Basic morphometry, microcomputed tomography and mechanical evaluation of the tibiotarsal bone of a dual-purpose and a broiler chicken line.

Continuous loading of the skeleton by the body's weight is an important factor in establishing and maintaining bone morphology, architecture and strength. However, in fast-growing chickens the appendicular skeleton growth is suboptimal making these chickens predisposed to skeletal mineralization disorders and fractures. This study compared the macro- and microstructure as well as the mechanical properties of the tibiotarsus of a novel dual-purpose, Lohmann Dual (LD) and a highly developed broiler, Ross (Ross 308) chicken line. Eighty one-day-old male chicks of each line were grown until their body weight (BW) reached 2000g. Starting at the day of hatching, six birds of each line were sampled weekly. The weight, length and width of the tibiotarsus were measured and its mechanical properties (rigidity, M-Max and the M-fracture) were evaluated using the three-point bending test. Additionally, the mineral density of both, trabecular and cortical bone, the bone volume fraction, the trabecular number, thickness and separation plus cortical thickness of both chicken lines were analyzed using microcomputed tomography. The growth of the tibiotarsus in both chicken lines followed a similar pattern. At the same age, the lighter LD chickens had shorter, thinner and lighter tibiotarsi than those of Ross chickens.
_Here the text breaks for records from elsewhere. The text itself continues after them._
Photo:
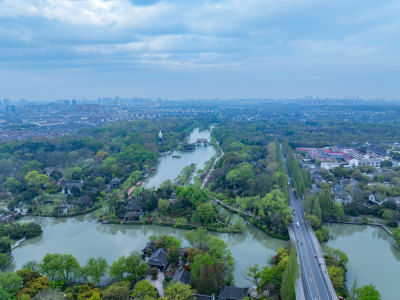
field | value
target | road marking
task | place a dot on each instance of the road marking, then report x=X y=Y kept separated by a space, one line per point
x=305 y=247
x=302 y=265
x=324 y=283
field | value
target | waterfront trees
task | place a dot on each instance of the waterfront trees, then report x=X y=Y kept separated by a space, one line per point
x=96 y=268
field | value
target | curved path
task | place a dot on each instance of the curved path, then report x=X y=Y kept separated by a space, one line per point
x=316 y=282
x=203 y=184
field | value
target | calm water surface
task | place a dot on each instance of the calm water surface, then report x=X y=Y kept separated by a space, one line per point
x=373 y=258
x=84 y=237
x=170 y=167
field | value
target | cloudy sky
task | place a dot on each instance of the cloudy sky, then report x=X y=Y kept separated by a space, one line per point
x=199 y=49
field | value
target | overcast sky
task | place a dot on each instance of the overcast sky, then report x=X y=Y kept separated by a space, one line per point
x=199 y=49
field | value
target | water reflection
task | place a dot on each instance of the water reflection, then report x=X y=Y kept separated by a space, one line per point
x=84 y=237
x=373 y=258
x=170 y=167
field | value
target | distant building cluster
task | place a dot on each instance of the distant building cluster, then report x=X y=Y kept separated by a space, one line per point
x=344 y=156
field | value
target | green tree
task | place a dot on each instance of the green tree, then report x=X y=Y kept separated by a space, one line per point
x=204 y=214
x=396 y=235
x=50 y=265
x=117 y=291
x=314 y=221
x=179 y=291
x=254 y=275
x=96 y=268
x=117 y=268
x=289 y=276
x=368 y=292
x=338 y=211
x=163 y=206
x=59 y=266
x=337 y=276
x=135 y=267
x=5 y=244
x=10 y=284
x=49 y=294
x=35 y=179
x=173 y=254
x=13 y=185
x=132 y=265
x=144 y=290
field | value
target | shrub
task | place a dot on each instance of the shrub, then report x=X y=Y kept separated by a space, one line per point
x=153 y=273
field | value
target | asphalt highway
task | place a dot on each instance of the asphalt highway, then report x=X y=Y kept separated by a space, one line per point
x=314 y=283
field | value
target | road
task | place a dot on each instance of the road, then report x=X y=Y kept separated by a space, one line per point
x=314 y=282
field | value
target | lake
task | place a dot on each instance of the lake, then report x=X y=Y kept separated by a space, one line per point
x=373 y=258
x=84 y=237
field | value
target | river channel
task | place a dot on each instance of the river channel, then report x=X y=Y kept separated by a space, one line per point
x=84 y=237
x=373 y=258
x=169 y=167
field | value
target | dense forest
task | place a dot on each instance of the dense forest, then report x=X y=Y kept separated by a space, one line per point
x=251 y=176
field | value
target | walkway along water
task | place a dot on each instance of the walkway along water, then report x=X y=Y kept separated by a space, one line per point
x=203 y=184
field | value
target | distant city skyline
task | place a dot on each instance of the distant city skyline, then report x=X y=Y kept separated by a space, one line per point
x=199 y=49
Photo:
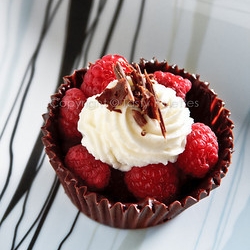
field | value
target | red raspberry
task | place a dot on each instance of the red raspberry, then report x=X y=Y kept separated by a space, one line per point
x=201 y=151
x=95 y=173
x=154 y=180
x=101 y=73
x=179 y=84
x=70 y=107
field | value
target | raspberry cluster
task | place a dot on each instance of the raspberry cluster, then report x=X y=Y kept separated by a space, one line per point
x=160 y=181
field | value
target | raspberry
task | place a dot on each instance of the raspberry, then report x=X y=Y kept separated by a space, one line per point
x=201 y=151
x=95 y=173
x=154 y=180
x=179 y=84
x=70 y=107
x=101 y=73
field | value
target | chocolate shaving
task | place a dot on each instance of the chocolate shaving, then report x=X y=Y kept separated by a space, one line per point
x=139 y=118
x=141 y=96
x=115 y=96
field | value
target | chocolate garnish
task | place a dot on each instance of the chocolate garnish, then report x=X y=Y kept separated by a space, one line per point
x=139 y=118
x=115 y=96
x=141 y=96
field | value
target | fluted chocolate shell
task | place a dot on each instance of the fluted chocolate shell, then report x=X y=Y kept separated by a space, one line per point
x=204 y=107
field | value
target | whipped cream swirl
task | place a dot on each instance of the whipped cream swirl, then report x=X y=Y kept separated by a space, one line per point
x=116 y=138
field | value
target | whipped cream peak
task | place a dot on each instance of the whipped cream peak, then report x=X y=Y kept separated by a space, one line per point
x=135 y=121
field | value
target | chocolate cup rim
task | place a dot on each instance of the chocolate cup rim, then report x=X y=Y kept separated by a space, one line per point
x=148 y=212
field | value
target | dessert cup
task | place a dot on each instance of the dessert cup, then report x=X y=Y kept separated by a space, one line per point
x=120 y=209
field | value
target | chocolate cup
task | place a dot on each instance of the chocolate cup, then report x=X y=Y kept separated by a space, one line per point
x=204 y=107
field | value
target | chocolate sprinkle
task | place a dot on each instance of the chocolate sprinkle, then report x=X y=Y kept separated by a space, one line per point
x=141 y=95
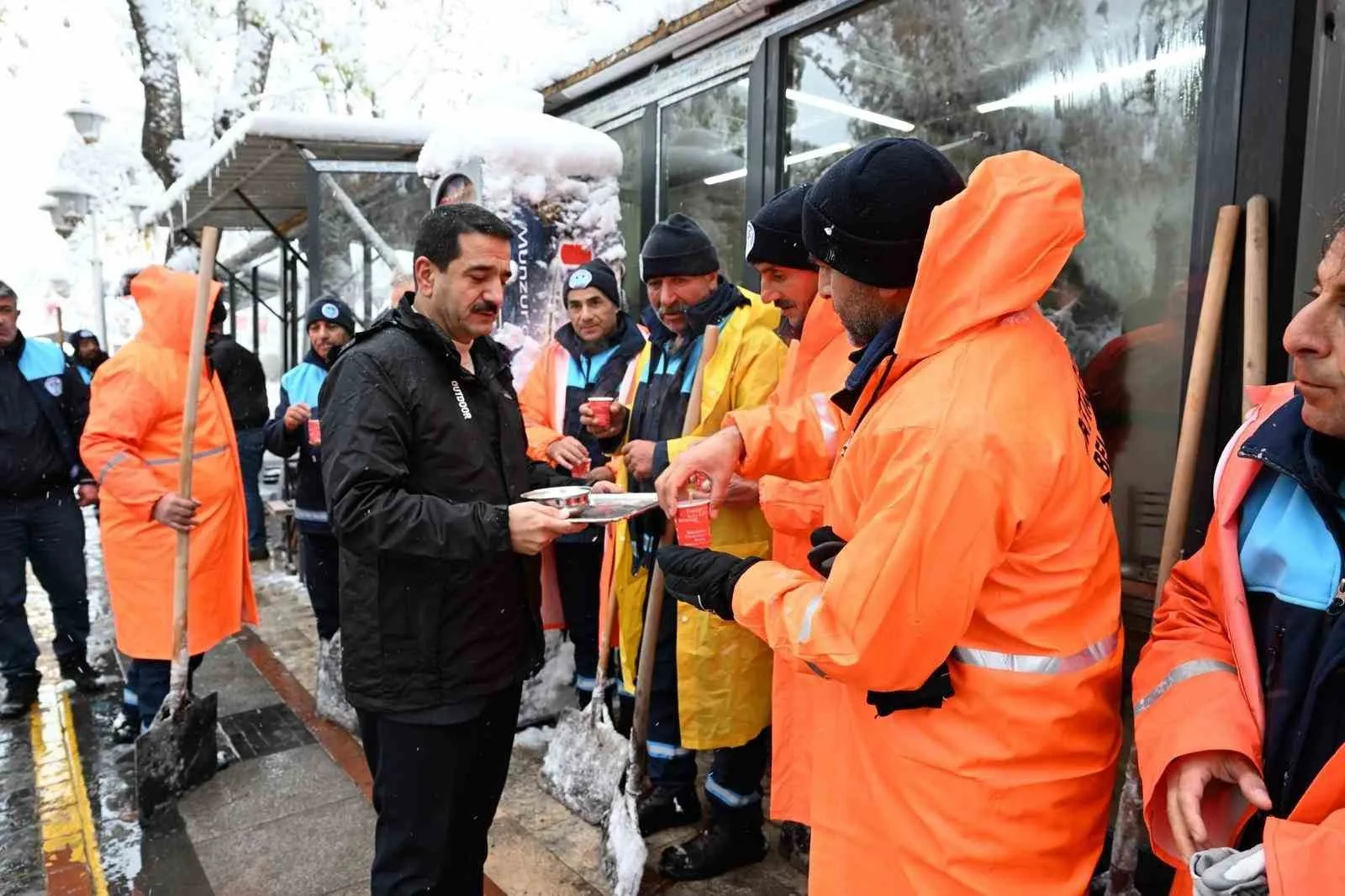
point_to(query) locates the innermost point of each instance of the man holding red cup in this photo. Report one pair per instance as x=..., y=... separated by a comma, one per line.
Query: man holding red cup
x=298, y=428
x=585, y=363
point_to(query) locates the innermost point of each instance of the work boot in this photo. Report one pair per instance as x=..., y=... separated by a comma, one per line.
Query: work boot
x=78, y=670
x=726, y=844
x=20, y=696
x=795, y=844
x=663, y=808
x=331, y=692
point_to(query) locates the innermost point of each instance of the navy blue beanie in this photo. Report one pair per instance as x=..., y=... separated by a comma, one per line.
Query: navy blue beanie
x=869, y=213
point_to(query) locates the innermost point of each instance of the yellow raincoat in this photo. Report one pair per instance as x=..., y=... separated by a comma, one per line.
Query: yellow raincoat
x=724, y=672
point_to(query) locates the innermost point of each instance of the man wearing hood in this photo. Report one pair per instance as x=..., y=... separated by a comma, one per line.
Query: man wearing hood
x=968, y=616
x=87, y=354
x=589, y=356
x=132, y=443
x=298, y=428
x=712, y=681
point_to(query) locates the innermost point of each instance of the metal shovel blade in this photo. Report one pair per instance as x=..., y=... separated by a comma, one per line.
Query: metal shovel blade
x=584, y=762
x=178, y=752
x=625, y=851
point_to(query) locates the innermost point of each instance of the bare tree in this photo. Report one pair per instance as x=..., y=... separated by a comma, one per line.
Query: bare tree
x=163, y=89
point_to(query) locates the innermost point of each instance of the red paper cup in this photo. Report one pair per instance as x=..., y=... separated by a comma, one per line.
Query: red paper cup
x=602, y=410
x=693, y=524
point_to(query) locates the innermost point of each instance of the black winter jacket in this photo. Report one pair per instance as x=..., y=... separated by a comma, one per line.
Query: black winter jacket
x=420, y=463
x=244, y=380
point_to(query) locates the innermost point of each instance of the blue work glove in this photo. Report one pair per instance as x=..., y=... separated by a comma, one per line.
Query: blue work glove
x=704, y=579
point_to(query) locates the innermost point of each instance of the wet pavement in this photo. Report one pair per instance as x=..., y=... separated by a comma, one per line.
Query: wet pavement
x=288, y=815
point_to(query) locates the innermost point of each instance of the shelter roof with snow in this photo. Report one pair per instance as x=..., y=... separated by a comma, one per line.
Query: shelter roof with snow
x=259, y=166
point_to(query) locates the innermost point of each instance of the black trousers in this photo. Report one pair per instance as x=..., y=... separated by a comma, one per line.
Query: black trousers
x=578, y=568
x=436, y=788
x=320, y=560
x=49, y=533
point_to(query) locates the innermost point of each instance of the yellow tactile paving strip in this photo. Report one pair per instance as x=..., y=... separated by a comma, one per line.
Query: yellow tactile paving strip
x=69, y=838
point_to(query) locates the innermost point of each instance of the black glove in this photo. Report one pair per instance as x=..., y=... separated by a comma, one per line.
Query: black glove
x=826, y=546
x=931, y=694
x=704, y=579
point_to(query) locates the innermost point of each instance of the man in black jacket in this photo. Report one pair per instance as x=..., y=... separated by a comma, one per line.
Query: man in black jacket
x=298, y=428
x=44, y=407
x=424, y=461
x=245, y=387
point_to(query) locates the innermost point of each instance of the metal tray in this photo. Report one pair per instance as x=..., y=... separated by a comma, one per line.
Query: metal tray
x=615, y=508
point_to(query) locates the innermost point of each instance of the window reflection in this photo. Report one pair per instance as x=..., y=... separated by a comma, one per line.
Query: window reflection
x=631, y=139
x=703, y=166
x=1110, y=89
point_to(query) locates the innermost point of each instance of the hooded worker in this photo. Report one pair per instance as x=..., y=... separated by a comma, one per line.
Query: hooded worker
x=1239, y=693
x=592, y=356
x=132, y=443
x=712, y=681
x=818, y=362
x=966, y=587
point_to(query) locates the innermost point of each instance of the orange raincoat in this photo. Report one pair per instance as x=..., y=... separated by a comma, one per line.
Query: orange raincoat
x=974, y=498
x=817, y=365
x=131, y=444
x=1199, y=688
x=542, y=403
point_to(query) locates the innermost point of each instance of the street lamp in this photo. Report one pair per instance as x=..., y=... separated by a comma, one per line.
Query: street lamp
x=87, y=121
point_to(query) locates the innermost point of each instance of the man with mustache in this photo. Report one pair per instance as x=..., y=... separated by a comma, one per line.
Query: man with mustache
x=591, y=356
x=712, y=683
x=818, y=362
x=424, y=463
x=298, y=428
x=1241, y=690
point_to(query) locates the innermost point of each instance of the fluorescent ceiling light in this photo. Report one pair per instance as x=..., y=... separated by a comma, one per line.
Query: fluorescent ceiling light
x=845, y=109
x=820, y=152
x=726, y=177
x=1044, y=94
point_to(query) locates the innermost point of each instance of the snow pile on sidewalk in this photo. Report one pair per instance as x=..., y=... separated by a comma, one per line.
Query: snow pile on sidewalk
x=551, y=690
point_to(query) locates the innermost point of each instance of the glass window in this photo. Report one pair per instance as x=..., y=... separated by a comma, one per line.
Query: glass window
x=703, y=167
x=367, y=221
x=1110, y=89
x=631, y=139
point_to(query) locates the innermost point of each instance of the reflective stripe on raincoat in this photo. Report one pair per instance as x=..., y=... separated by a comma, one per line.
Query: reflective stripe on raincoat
x=131, y=445
x=724, y=673
x=817, y=365
x=1199, y=688
x=975, y=502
However, the LD chickens had a similar cortical thickness, bone volume fraction and similar mineral density of both trabecular and cortical bone to that of Ross chickens. Furthermore, the tibiotarsus of LD chickens was longer, heavier and wider than those of Ross chickens of the same BW. In addition the rigidity of the LD tibiotarsus was greater than that of Ross chickens. This suggests that the tibiotarsus of LD chickens had more bending resistance than those of Ross chickens of the same BW. Consequently, fattening LD chickens to the marketable weight should not affect their leg skeleton stability.